English · Español

Theory 03 — Cost and observability, stitched¶

🇪🇸 Tres piezas separadas — el emisor de coste por petición de Phase 34, la tabla CpQU de Phase 38, y el stack Prometheus/Grafana/Tempo — se unen aquí en un único panel. La regla central: una sola fuente de verdad por número. El coste se mide en un lugar; los demás lo leen. Si dos componentes calculan lo mismo, el panel mostrará 2× lo real y nadie se dará cuenta hasta que sea tarde.

Why stitching is hard¶

Each observability piece, built in isolation, works. Together they over-count, under-count, or double-publish — unless the boundaries are designed.

The three pieces:

Phase 34's cost emitter. A FastAPI middleware that wraps each request, measures wall time per stage, multiplies by r_cpu (€/s on this hardware), and emits a Prometheus histogram (lynx_cost_eur_per_request) plus a span attribute on the request trace.
Phase 38's CpQU table. A weekly batch job that aggregates quality-adjusted cost (cost ÷ accuracy ÷ user value weight) into a markdown table at docs/COSTS.md. CpQU = Cost per Quality Unit.
The observability stack. Prometheus scrapes lynx_cost_eur_per_request; Grafana visualizes; Tempo stores traces; the single dashboard infra/grafana/dashboards/capstone.json joins everything.

Phase 39's job is the contract between them. Six concrete rules below.

Rule 1: One source of truth per number¶

The cost of one request, in Euros, exists in exactly one place: Phase 34's emitter.

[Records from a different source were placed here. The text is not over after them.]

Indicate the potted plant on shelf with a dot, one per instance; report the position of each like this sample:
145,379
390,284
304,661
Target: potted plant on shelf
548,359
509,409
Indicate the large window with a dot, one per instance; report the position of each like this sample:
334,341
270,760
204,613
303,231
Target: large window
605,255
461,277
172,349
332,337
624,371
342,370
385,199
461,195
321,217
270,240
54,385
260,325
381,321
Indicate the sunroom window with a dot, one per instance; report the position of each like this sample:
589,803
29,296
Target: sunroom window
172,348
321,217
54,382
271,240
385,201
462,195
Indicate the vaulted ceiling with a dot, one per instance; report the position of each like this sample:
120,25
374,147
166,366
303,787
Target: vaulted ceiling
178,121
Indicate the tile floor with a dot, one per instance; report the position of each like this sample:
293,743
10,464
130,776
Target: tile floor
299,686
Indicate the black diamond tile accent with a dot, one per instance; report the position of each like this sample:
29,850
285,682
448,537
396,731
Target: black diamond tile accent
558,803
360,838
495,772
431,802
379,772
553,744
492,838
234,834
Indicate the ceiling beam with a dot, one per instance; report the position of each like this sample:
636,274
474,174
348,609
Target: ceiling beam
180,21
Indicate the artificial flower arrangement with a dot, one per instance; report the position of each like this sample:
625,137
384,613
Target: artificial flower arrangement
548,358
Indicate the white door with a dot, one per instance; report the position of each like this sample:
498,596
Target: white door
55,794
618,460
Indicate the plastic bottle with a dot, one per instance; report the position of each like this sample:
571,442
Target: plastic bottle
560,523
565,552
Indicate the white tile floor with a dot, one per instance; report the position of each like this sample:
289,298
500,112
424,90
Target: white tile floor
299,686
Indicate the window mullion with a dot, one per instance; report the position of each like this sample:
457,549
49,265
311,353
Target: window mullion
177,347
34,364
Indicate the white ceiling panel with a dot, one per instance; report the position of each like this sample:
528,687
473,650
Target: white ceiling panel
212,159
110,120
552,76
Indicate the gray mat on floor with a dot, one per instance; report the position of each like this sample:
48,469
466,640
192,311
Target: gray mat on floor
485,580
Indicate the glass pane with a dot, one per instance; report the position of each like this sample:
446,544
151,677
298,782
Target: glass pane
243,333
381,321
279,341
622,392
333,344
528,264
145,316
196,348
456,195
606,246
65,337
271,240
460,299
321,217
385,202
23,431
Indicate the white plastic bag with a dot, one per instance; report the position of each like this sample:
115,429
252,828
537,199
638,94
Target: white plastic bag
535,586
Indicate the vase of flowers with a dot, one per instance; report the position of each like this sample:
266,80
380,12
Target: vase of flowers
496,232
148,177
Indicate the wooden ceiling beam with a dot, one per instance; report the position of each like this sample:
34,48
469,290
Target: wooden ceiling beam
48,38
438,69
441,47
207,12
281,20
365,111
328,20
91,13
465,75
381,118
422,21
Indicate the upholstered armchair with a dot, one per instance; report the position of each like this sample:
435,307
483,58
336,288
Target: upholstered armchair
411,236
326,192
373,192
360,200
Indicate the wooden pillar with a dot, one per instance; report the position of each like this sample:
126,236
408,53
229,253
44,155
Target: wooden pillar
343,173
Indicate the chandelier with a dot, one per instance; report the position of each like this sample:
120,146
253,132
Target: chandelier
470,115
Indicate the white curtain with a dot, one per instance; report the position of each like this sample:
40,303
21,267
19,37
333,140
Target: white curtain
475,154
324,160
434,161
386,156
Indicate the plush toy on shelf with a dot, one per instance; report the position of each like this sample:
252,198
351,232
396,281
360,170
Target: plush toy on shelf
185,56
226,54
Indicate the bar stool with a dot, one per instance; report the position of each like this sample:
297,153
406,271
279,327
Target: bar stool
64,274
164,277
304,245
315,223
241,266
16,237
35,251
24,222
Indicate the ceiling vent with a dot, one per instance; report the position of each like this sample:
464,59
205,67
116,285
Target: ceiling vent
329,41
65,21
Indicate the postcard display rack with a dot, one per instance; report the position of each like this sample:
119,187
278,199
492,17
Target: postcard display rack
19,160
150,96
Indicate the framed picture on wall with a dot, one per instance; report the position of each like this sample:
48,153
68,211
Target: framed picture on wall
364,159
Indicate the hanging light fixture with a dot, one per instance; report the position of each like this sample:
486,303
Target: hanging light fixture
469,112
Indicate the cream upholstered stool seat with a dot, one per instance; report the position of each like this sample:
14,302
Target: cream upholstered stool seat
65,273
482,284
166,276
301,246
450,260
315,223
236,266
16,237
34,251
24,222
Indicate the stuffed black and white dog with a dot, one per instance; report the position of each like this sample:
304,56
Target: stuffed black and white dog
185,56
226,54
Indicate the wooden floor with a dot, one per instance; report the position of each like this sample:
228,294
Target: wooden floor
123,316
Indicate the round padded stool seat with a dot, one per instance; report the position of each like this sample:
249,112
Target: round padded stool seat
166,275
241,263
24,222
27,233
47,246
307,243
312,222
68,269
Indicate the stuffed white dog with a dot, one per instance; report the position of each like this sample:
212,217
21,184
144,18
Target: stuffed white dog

Every downstream reader (Grafana panel, CpQU aggregator, audit log) reads from that emitter's output. No downstream reader recomputes the cost from raw wall time.

Why this matters: recomputation drifts. If Grafana computes duration_seconds * 0.0001 while the emitter computes duration_seconds * r_cpu(t) where r_cpu(t) is hardware-tier-aware, the numbers diverge. Users see "Grafana says €0.001, the audit log says €0.0008" and trust collapses.

Enforcement: the capstone's docs/COSTS.md lab (Phase 38 lab 03) is input-only for the dashboard; the dashboard does not invert it. The CpQU aggregator reads lynx_cost_eur_per_request_total directly from Prometheus, never from request logs.

Rule 2: Span attributes for joinable cost¶

Each request emits one span (http.request) carrying cost_eur as an attribute. Tempo stores the span; Grafana queries Tempo for traces and renders cost-per-trace.

This avoids the alternative — emitting a Prometheus metric and a log line and a span attribute — which triples storage and creates a JOIN problem ("which line corresponds to which trace?"). Span attribute is the canonical carrier; everything else derives.

The emitter's exact action per request:

span = current_span()
span.set_attribute("cost.eur", request_cost)
span.set_attribute("cost.stage.tokenize.eur", stage_costs["tokenize"])
span.set_attribute("cost.stage.retrieve.eur", stage_costs["retrieve"])
# ... one attribute per stage
cost_histogram.observe(request_cost)   # Prometheus, for time-series

The Prometheus histogram exists because traces are sampled (typically 1%) and the cost time-series must be exact. Both views are populated from one computation.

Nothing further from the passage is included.